In order to address the reality that tampering is rampant prior to the annual launch of free agency, the NFL instituted several years ago a negotiating window that creates a two-day period for communications that previously happened (in violation of the rules) before free agency officially began.
So what happens now? The same thing. Before the window opens, negotiations happen in violation of the rules.
Every team does it. It’s tampering. And no one cares, including the league office.
The end result is a clunky 52-hour period during which a flood of deals are done, the teams aren’t allowed to say they’re done, and the league’s media conglomerate otherwise presents the deals as done. It makes no sense, and it causes potential confusion.
Technically, any of the deals done since Monday at noon ET (except those involving a player staying with his current team) can be scrapped before they become official once signed after 4:00 p.m. ET. It’s not unprecedented, and in theory it could happen again today. The player can back out, the team can back out.

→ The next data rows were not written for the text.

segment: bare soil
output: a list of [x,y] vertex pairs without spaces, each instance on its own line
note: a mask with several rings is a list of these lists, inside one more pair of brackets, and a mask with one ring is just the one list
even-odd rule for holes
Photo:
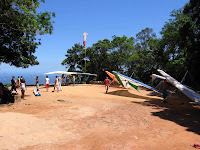
[[200,107],[181,93],[160,103],[158,94],[103,85],[0,105],[1,150],[193,150],[200,142]]

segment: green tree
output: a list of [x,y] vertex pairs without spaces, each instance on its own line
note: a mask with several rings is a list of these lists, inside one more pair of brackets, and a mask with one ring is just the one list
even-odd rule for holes
[[111,43],[113,48],[110,54],[110,60],[113,67],[110,70],[125,72],[127,69],[127,61],[134,48],[134,38],[113,36]]
[[186,49],[186,66],[190,72],[190,86],[200,90],[200,1],[190,0],[183,14],[189,19],[180,28],[180,47]]
[[84,47],[80,44],[74,44],[72,49],[67,50],[65,55],[67,58],[62,61],[62,65],[68,67],[68,71],[80,71],[84,70]]
[[166,22],[161,31],[164,43],[163,49],[168,55],[168,62],[163,65],[163,68],[178,79],[187,70],[187,66],[185,66],[186,49],[180,46],[182,38],[180,28],[187,22],[188,17],[182,11],[183,9],[173,10],[170,15],[172,19]]
[[168,63],[164,66],[179,81],[186,70],[190,76],[186,84],[200,89],[200,2],[190,0],[182,9],[174,10],[163,27],[161,34],[165,50],[169,54]]
[[155,42],[156,34],[151,28],[145,28],[136,34],[136,44],[128,60],[128,75],[134,72],[141,80],[149,81],[149,76],[152,74],[155,66],[152,50]]
[[93,44],[92,47],[87,48],[87,71],[91,73],[96,73],[98,75],[98,80],[103,80],[105,77],[105,71],[110,67],[109,51],[112,49],[112,44],[110,40],[104,39],[99,40],[97,43]]
[[0,1],[0,63],[27,68],[37,65],[34,56],[40,39],[36,35],[52,34],[55,13],[37,12],[44,0]]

So why not just go back to the old way of doing it? Start your engines, and don’t begin the race two days later. Either way, tampering happens. No one believes it doesn’t. So just let it all officially start when free agency launches.
Launch it on a Monday at 4 ET or noon ET or somewhere in between. Whenever, it all needs to start at once. The current approach makes the official start of free agency meaningless, it potentially confuses fans who don’t realize that free agency actually starts when the negotiating window opens, and it does nothing to undermine the perception/reality that tampering is rampant.